Dlaczego dyżurny się pomylił? Maszynista: Nie planowano żadnych zmian w rozkładzie
Co sprawiło, że doszło do czołowego zderzenia dwóch pociągów? "Fakt" postawił hipotezę , że dyżurny ruchu ze Starzyn mógł myśleć, że rozjazd trzeba przestawić w związku z pociągiem "Gubałówka" z Zakopanego do Warszawy, który miał tego dnia nie jechać.
Skład oczywiście jechał, ale jak zwrócił uwagę Bogdan Marchewka, maszynista z kilkudziesięcioletnim stażem, z sieciowego rozkładu jazdy pociągów wynika, że 3 marca 2012 roku pociągi kursowały bez żadnych istotnych zmian w rozkładzie. Pociąg Interregio 31522 "Gubałówka" kursował na skróconej trasie z Krakowa Płaszowa do Warszawy Wschodniej.
"Przypadkowe przełożenie zwrotnicy?
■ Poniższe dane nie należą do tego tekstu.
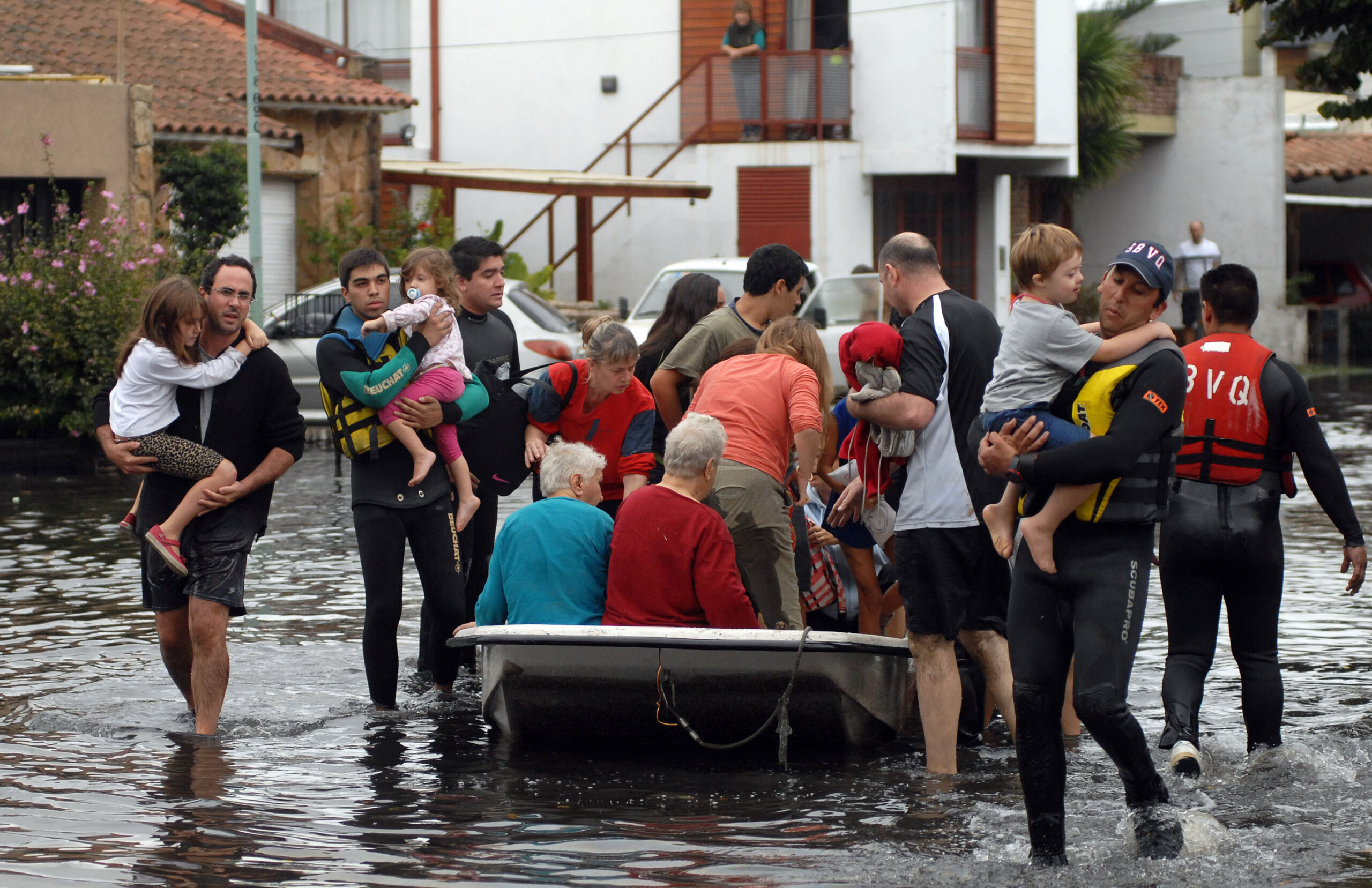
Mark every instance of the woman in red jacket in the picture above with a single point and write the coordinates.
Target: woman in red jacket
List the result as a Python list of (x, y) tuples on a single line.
[(596, 400)]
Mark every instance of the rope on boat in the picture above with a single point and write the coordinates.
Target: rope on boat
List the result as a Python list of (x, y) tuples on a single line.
[(781, 714)]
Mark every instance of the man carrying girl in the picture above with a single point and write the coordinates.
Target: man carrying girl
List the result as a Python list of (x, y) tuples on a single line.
[(250, 420)]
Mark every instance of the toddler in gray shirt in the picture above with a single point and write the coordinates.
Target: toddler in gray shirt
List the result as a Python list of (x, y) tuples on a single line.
[(1040, 349)]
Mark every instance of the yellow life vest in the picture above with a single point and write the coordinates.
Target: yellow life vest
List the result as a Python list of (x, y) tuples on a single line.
[(354, 426), (1140, 496)]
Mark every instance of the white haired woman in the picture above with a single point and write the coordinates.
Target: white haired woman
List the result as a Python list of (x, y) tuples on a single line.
[(599, 401), (673, 559), (563, 537)]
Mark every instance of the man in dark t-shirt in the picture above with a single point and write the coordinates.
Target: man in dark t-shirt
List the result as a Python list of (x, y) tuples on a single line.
[(951, 580)]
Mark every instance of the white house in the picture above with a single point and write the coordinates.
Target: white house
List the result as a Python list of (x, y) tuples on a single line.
[(917, 113)]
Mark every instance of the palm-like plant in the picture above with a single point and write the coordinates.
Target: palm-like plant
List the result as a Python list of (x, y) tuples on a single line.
[(1108, 65)]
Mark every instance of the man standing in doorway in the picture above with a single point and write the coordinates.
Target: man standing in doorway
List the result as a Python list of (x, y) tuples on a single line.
[(488, 335), (952, 584), (1093, 607), (254, 422), (1198, 256), (773, 285)]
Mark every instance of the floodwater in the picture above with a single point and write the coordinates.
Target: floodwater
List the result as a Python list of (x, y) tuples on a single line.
[(309, 787)]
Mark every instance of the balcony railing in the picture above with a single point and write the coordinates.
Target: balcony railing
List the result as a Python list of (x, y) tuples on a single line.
[(772, 95)]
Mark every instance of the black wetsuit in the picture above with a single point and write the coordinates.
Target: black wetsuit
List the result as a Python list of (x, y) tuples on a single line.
[(1223, 542), (1091, 608), (386, 512), (484, 337)]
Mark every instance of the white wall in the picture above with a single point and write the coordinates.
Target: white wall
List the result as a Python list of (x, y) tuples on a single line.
[(1055, 73), (1226, 168), (905, 99), (1212, 38), (631, 249), (520, 81)]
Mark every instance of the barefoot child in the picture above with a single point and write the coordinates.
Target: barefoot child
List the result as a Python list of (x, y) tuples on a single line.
[(1040, 349), (427, 278), (157, 359)]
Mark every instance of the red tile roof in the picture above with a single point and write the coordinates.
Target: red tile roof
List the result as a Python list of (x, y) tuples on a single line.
[(1341, 157), (192, 58)]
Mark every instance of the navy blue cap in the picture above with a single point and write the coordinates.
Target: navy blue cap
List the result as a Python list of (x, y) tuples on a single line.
[(1153, 263)]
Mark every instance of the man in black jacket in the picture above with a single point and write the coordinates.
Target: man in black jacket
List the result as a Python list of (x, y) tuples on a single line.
[(1093, 607), (359, 377), (488, 335), (251, 420)]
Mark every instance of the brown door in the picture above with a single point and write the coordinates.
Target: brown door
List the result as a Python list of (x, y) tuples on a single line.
[(940, 207), (774, 207)]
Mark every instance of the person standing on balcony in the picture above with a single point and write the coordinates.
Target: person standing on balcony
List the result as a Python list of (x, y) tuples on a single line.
[(744, 43), (1198, 256)]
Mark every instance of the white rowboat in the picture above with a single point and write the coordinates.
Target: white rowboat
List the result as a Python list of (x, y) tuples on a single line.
[(600, 684)]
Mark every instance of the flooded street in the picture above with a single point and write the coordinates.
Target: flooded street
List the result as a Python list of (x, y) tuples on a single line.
[(310, 787)]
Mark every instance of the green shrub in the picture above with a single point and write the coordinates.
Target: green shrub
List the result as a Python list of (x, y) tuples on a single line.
[(69, 295)]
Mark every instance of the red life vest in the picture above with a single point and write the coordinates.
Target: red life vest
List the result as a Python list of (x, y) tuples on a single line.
[(1226, 426)]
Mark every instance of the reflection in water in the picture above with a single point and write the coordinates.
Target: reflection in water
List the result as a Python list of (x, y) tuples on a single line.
[(312, 787)]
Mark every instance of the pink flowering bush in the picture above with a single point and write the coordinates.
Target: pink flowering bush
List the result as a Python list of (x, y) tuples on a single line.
[(66, 305)]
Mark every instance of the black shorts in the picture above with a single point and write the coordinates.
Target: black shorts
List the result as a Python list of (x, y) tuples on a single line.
[(217, 573), (1190, 308), (951, 581)]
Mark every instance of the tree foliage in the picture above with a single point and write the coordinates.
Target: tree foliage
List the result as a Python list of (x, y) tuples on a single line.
[(1349, 57), (1108, 81), (209, 192)]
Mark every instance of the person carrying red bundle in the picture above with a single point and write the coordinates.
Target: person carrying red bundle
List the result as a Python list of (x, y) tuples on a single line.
[(870, 359)]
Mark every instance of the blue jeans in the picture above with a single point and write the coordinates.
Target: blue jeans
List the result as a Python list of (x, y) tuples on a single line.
[(1061, 433)]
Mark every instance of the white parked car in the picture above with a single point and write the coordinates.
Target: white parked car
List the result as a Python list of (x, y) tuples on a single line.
[(297, 323)]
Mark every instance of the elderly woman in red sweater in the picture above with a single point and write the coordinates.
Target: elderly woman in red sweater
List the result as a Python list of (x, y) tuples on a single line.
[(672, 558)]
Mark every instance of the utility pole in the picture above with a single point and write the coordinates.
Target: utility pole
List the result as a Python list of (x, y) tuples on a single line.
[(254, 158)]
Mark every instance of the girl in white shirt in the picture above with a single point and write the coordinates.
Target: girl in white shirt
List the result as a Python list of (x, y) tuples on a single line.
[(158, 357)]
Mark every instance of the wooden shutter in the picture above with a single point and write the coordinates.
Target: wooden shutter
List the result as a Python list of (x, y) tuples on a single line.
[(774, 207), (1015, 72)]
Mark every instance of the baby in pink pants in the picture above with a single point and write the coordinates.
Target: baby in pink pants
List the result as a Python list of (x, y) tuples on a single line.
[(429, 272)]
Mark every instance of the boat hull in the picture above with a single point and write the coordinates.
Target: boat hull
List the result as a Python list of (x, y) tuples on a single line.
[(591, 688)]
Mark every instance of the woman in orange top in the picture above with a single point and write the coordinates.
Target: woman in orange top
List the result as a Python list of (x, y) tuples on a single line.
[(597, 401), (769, 402)]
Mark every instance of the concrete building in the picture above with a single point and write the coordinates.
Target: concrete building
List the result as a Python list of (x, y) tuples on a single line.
[(320, 124), (878, 118)]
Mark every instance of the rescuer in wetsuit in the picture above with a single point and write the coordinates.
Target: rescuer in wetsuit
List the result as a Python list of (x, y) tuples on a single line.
[(1093, 606), (1246, 412)]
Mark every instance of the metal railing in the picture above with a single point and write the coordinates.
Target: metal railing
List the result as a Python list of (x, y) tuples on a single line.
[(791, 94)]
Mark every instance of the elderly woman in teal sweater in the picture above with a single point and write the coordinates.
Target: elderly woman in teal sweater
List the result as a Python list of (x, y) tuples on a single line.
[(552, 558)]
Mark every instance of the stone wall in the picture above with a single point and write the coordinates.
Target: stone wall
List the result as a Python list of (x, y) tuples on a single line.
[(1158, 77), (341, 160)]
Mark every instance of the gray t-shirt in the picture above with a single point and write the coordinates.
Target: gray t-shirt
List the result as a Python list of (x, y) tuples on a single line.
[(1040, 348)]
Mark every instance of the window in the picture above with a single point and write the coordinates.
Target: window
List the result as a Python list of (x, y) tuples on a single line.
[(774, 207), (940, 207), (974, 69)]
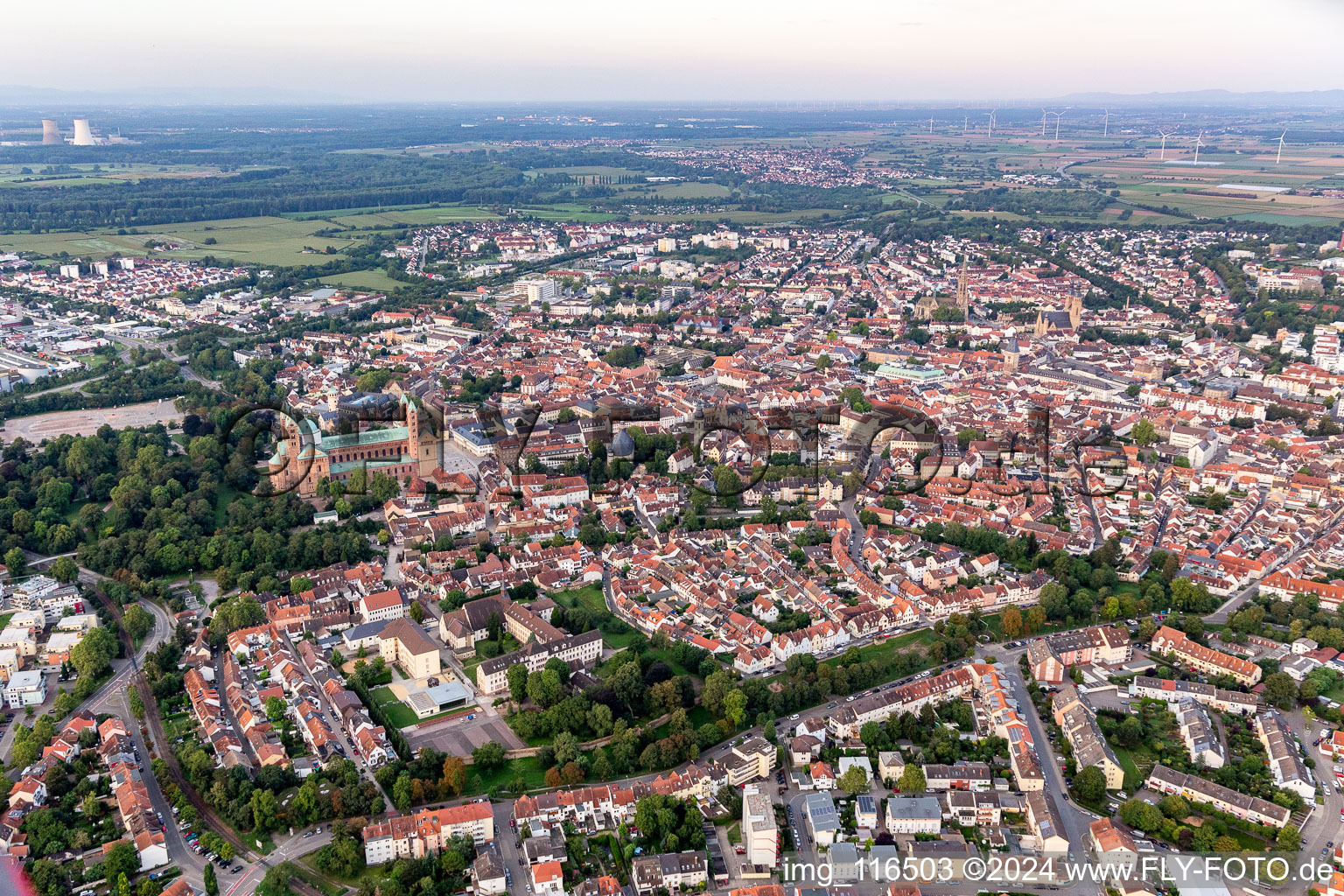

Nie"
- Nawet jeżeli "Gubałówka" nie wyruszyłaby tego dnia z Krakowa, przypadkowe przełożenie zwrotnicy spowodowałoby skierowanie pociągu Interregio "Jan Matejko" na prawidłowy dla niego tor 2 - ocenił Bogdan Marchewka w rozmowie z Gazeta.pl.
Ponadto, według maszynisty, jest wysoce nieprawdopodobne, że dyżurny ruchu ze Starzyn nie wiedział, na który tor kieruje pociąg "Jan Matejko". - Ze znajdującej się tam nastawni można obserwować, co dzieje się w danym momencie na rozjazdach, a pozycja zwrotnicy zaznaczona jest dodatkowo na elektronicznym wyświetlaczu. Oznacza to, że hipoteza stawiana przez dziennikarzy "Faktu" jest fałszywa - skwitował Bogdan Marchewka.